Elongated hollow members can take many shapes in cross section. This is particularly true for hollow aluminum extrusions employed in constructing spaceframes for motor vehicle, for example, as shown in U.S. Pat. No. 4,618,163 to Hasler et al. Such extrusions are bent and stretched to provide lineals having appropriate shapes for forming a vehicle frame, as a frame cannot generally be constructed with straight pieces only. The underlying principle of stretch forming involves applying tension to a generally straight workpiece such that it yields plastically, and deformation is imposed by bending or wrapping the workpiece around the curved surface of a die that results in proper modes of plastic flow so that the workpiece retains the desired linear configuration after stretching and bending, and after being subjected to certain twisting, depending upon the use of the formed workpiece. Stretch bend apparatus includes two, opposed clamping assemblies that grip the ends of an elongated workpiece to bend the same around the curved surface of a die while clamping assemblies apply tension to the workpiece. The surface of the rounded die is generally configured to that of the cross sectional shape of the workpiece so that the workpiece is properly supported while it is being formed. If the workpiece is hollow, the walls of the workpiece can be supported against collapse by a pressurized fluid supplied to the interior of the workpiece. Though the walls of a hollow, non-symmetric extrusion can be supported internally by a pressurized medium, certain wall portions of such a hollow extrusion will tend to bulge outwardly in the proces of the extrusion being formed over the curved die surface.

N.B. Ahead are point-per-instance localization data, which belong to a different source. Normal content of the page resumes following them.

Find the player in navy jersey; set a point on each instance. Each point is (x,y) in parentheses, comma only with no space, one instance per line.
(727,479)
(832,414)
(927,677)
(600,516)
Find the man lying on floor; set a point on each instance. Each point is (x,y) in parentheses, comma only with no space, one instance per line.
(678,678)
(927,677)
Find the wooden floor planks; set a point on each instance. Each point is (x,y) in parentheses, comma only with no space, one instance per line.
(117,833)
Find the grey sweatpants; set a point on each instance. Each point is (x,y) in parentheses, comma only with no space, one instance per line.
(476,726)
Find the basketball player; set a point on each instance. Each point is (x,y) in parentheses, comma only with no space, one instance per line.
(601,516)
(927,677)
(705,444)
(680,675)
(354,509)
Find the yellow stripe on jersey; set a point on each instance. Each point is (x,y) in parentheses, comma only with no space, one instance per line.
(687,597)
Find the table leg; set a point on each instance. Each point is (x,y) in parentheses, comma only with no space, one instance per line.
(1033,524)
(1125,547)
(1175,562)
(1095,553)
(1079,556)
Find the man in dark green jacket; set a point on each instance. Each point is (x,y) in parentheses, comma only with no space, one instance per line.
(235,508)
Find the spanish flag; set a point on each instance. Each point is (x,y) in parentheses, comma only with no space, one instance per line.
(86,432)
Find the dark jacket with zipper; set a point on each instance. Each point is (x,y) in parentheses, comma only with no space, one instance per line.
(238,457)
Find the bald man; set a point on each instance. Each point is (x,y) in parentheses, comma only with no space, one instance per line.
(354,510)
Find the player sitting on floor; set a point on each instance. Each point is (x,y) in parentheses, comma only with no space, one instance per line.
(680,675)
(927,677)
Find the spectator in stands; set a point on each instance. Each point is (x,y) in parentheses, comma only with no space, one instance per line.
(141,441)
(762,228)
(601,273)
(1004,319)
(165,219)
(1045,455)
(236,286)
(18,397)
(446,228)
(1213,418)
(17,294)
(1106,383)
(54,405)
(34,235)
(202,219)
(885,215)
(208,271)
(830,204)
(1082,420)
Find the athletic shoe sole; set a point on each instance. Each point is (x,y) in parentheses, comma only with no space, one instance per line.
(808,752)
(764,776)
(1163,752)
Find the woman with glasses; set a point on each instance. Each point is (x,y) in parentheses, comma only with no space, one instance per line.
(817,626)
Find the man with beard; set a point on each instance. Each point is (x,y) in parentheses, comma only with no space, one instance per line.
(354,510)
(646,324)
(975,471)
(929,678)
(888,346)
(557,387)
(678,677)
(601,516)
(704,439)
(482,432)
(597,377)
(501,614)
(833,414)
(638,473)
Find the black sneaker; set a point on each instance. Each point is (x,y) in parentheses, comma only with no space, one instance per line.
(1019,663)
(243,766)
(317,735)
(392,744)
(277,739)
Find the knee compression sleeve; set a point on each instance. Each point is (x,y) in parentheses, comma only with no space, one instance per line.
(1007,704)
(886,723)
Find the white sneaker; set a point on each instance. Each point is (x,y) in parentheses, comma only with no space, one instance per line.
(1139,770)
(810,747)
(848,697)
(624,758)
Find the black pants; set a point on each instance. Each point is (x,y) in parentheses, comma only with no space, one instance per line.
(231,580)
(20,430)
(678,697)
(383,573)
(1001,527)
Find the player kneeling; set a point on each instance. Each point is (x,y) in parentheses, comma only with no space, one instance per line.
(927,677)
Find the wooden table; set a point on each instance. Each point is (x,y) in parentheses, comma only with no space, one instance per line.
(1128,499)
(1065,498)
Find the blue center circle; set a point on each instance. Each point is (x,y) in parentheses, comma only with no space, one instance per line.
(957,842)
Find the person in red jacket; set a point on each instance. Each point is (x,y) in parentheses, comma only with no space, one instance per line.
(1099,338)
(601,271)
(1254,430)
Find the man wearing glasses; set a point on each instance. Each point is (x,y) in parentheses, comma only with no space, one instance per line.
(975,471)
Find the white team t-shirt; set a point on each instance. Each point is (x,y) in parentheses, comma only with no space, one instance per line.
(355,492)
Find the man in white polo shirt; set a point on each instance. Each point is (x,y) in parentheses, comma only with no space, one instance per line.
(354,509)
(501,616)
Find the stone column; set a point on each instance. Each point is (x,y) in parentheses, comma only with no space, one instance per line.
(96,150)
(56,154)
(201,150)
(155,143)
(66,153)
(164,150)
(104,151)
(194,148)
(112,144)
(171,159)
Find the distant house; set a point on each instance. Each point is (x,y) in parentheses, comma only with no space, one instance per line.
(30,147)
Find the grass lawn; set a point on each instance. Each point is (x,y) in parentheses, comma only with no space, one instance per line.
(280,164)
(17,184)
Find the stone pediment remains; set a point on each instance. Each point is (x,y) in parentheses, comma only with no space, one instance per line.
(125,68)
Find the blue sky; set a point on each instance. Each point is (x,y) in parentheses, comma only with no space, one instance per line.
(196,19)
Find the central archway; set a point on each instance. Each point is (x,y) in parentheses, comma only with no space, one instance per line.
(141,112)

The walls or wall portions of the hollow extrusion seated in and against the die surfaces are, of course, supported by the die surfaces.
It is therefore an object of the present invention to provide external tooling for supporting walls of a hollow workpiece that are not supported by the die surfaces such that the cross sectional shape of the workpiece is maintained during stretching and bending.
Another objective of the invention is to provide support tooling for surfaces of the workpiece which lie along the primary bend planes (about which the extrusion is formed) for a workpiece formed in three dimensions within a die, and easy removal of the workpiece from the die after the support tooling is removed from the die.
More particularly, these objectives are effected by an elongated snake-like tool in the form of tool segments bound together by cable means that is connected to the clamping assemblies of stretch bend apparatus before the workpiece is stretched and bent. When the clamping assemblies move to wrap the hollow workpiece about the curved die surface, the ends of the elongated snake-like tool move with the clamping assemblies and force the tool segments against the wall or walls of the hollow workpiece that are not supported by the curve die surfaces. The surface or surfaces of the tool segments that bear against the walls of the workpiece have the same configuration of the wall surfaces so that in the bending and wrapping process the configuration of the walls is maintained.
Another objective of the invention is to provide a snake-like tool means having a certain rigidity so that it is easily handled by workmen. It can be appreciated that in connecting the snake tool to and removing the same from clamping assemblies and from the workpiece that has been stretched and bent the snake tool cannot be "loose" to the extent it "flops around" and therefore is difficult to handle.